Objective: To compare the predictive ability of standard falls prediction models based on physical performance assessments with more parsimonious prediction models based on self-reported data.
Design: We developed a series of fall prediction models progressing in complexity and compared area under the receiver operating characteristic curve (AUC) across models.
Setting: National Health and Aging Trends Study (NHATS), which surveyed a nationally-representative sample of Medicare enrollees (age ≥65) at baseline (Round 1: 2011-12) and one-year follow-up (Round 2: 2012-3).
Participants: 6056 community-dwelling individuals who participated in Rounds 1 and 2 of NHATS.
Measurements: Primary outcomes were one-year incidence of "any fall" and "recurrent falls". Prediction models were compared and validated in development and validation sets, respectively.

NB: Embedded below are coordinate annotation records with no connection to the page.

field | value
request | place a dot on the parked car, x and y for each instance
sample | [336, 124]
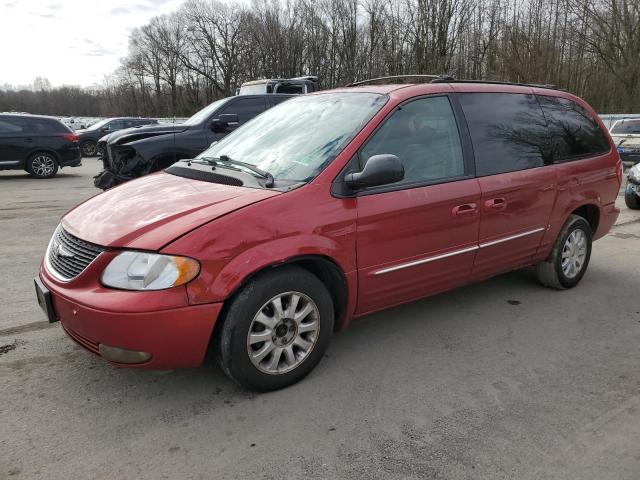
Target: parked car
[133, 153]
[632, 192]
[89, 137]
[40, 145]
[626, 135]
[298, 85]
[328, 207]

Results: A prediction model that included demographic information, self-reported problems with balance and coordination, and previous fall history was the most parsimonious model that optimized AUC for both any fall (AUC=0.69, 95% CI 0.67-0.71) and recurrent falls (AUC=0.77, 95% CI 0.74-0.79) in the development set. Physical performance testing provided marginal additional predictive value.
Conclusion: A simple clinical prediction model that does not include physical performance testing could facilitate routine, widespread falls risk screening in the ambulatory care setting.
Keywords: Falls; fall risk; recurrent falls.